Conversely, the acuity of medical assessment and intervention could prove traumatic and worsen anxiety among some patients, potentially increasing the risk of subsequent attempts and other psychiatric sequelae. Prolonged or multiple hospitalizations affect academic performance and friendships, resulting in stress and school avoidance upon discharge (
50,
51). Although few patients in our study required admission to a pediatric intensive care unit (PICU), there is a high risk of psychological sequelae, including posttraumatic stress symptoms, for both children and families following PICU admission (
52).
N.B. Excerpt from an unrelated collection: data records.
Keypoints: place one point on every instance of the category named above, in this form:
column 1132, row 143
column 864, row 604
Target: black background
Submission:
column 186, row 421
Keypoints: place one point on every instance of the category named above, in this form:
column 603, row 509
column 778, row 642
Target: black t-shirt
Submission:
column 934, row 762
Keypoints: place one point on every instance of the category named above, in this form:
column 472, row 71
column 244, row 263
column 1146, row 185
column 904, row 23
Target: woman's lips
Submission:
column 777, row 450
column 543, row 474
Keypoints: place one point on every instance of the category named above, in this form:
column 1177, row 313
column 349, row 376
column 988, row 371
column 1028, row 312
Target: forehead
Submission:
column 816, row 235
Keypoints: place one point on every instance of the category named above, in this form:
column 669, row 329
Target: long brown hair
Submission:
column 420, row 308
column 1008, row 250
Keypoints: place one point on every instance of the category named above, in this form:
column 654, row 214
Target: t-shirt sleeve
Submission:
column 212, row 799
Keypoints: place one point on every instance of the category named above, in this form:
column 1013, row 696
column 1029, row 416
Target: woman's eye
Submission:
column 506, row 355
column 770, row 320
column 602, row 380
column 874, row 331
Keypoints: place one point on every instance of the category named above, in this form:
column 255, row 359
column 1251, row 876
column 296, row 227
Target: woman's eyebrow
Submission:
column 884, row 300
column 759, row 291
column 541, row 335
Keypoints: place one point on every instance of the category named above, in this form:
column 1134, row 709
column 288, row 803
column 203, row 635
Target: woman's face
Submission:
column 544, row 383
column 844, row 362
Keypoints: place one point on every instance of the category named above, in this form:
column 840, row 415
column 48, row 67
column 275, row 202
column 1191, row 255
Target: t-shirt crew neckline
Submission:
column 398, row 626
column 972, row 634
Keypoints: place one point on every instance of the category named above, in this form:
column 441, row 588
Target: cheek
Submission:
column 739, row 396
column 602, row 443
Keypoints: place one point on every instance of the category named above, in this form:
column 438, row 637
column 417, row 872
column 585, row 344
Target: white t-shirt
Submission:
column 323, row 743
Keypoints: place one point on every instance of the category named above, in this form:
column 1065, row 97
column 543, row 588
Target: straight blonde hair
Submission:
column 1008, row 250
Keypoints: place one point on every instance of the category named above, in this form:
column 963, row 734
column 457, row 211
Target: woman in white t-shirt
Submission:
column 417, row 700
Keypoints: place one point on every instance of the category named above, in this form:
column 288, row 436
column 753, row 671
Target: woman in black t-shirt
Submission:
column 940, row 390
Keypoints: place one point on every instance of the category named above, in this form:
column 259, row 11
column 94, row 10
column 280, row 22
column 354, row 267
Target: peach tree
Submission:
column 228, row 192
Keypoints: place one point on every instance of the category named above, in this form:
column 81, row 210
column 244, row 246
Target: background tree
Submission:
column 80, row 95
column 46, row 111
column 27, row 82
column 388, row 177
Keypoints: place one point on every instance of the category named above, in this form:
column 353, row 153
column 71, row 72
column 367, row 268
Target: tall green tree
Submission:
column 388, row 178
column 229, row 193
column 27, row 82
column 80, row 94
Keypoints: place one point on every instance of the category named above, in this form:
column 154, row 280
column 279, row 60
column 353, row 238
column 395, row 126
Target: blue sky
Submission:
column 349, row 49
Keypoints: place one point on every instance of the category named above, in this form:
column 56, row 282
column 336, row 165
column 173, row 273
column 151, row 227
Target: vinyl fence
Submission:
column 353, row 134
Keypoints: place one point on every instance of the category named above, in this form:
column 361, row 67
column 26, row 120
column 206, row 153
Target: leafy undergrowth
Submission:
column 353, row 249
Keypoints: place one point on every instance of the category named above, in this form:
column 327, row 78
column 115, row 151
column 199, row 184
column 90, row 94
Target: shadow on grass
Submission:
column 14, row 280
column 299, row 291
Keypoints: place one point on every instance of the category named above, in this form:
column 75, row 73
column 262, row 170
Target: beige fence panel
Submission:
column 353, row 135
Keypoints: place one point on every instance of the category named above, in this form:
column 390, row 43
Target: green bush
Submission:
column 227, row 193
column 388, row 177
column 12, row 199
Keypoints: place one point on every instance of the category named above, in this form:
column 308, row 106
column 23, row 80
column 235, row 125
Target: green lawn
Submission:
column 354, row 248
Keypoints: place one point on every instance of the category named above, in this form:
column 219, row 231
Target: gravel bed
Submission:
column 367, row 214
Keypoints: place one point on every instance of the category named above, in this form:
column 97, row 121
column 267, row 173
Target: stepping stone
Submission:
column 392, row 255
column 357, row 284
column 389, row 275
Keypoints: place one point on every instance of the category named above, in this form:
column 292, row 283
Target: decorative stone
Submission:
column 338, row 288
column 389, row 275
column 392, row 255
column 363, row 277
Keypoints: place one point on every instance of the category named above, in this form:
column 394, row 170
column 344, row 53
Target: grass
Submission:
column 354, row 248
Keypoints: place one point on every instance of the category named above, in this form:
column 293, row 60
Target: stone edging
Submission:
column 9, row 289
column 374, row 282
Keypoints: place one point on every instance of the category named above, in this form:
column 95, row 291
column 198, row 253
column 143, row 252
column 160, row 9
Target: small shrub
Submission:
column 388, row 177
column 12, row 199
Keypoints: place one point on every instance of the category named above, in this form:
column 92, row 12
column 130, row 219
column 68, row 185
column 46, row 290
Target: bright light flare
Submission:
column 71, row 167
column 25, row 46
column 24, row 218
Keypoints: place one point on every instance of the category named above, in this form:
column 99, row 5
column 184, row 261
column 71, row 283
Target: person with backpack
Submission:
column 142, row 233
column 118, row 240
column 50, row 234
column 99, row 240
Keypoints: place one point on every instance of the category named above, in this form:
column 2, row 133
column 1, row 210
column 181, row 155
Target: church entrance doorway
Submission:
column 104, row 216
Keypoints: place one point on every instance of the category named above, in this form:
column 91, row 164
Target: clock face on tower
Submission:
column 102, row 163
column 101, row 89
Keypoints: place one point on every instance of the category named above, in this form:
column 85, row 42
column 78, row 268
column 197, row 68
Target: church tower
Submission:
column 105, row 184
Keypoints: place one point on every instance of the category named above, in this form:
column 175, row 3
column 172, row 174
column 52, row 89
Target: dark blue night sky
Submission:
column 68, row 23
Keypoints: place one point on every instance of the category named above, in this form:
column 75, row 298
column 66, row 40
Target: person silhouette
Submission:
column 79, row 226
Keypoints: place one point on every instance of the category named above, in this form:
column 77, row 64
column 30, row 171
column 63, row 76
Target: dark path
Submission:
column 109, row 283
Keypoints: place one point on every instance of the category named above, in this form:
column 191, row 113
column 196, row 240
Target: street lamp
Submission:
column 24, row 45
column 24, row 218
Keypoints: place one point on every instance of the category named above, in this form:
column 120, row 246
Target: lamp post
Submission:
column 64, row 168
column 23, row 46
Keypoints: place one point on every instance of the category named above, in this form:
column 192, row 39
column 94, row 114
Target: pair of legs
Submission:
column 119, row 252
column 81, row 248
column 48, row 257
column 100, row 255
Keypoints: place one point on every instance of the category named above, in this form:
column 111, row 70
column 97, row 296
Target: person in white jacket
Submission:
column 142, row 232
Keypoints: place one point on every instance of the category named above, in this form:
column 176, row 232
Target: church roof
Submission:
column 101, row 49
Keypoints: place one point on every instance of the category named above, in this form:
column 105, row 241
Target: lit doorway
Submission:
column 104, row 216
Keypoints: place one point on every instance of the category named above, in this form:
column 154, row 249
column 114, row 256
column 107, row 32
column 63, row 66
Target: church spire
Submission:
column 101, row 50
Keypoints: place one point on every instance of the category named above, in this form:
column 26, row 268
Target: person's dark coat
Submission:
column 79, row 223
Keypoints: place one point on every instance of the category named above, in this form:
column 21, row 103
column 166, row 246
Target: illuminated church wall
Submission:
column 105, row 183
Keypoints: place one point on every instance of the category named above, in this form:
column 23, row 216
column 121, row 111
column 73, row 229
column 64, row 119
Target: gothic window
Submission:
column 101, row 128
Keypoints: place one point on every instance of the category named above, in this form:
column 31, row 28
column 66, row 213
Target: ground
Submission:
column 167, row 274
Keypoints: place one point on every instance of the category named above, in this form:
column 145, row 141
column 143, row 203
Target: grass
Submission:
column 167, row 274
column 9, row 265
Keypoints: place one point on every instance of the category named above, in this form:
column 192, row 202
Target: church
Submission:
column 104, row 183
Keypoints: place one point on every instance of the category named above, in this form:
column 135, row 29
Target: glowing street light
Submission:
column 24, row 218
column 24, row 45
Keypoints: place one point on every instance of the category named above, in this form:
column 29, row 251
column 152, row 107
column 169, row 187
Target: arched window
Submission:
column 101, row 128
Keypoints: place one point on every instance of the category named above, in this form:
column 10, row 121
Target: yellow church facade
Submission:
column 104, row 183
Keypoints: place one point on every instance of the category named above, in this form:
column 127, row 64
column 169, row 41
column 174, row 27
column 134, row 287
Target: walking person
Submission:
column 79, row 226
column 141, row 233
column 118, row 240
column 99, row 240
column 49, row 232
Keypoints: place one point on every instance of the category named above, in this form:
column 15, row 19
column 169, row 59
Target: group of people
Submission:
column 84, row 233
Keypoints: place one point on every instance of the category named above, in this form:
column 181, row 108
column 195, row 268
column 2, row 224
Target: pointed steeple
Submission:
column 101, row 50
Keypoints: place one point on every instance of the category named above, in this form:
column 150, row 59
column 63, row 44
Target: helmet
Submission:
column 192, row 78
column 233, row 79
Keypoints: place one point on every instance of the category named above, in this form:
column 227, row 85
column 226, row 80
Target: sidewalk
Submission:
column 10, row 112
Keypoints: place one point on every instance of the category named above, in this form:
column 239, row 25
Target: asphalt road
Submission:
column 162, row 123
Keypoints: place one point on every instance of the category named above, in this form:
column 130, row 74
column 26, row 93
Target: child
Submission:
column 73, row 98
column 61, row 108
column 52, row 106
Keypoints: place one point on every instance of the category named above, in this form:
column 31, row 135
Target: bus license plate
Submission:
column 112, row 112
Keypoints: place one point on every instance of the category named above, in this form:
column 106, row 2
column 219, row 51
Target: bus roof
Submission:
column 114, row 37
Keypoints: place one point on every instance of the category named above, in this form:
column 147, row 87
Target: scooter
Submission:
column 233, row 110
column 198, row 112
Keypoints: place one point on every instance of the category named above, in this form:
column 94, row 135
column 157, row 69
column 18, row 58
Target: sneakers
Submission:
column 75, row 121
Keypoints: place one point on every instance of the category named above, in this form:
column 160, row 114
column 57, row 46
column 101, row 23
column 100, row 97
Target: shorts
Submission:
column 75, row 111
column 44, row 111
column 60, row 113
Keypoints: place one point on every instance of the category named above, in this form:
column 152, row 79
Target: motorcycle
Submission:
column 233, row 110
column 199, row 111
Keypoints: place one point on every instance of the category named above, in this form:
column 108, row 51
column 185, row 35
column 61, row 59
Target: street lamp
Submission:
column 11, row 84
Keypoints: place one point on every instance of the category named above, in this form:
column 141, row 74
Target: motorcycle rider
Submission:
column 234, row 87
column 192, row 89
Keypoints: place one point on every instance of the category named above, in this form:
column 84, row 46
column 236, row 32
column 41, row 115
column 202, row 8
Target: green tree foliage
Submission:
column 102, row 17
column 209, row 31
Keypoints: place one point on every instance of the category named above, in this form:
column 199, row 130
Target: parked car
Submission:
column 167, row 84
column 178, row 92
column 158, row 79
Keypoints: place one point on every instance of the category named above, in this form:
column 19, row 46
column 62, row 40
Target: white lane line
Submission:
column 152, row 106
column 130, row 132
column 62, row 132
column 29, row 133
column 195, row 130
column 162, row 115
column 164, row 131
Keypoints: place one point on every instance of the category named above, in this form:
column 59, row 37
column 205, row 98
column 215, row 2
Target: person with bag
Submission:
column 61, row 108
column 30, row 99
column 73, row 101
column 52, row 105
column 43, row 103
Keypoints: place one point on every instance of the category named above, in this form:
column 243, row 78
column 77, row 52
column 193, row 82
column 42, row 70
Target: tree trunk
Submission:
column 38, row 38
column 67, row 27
Patients with serious or persistent medical complications, PICU treatment, or prolonged stays may require special attention to mitigate psychological consequences, including frequent, ongoing assessment of trauma-related symptoms; prompt management of pain and delirium; treatment of comorbid psychiatric conditions; and referral to trauma-focused psychotherapy (
53,
54). The high incidence of psychiatric comorbidity and substance use among young patients who overdose also is concerning for long-term prognosis, because these conditions are rarely addressed completely in acute care settings focused on crisis stabilization. This highlights the critical need for a more comprehensive continuum of community mental health services (
55), particularly considering suboptimal treatment adherence or nonadherence and high rates of repeat suicide attempts in this population (
24). Medical and psychiatric teams caring for youths who overdose should ensure that discharge planning includes arranging longer-term mental health and substance-related treatment.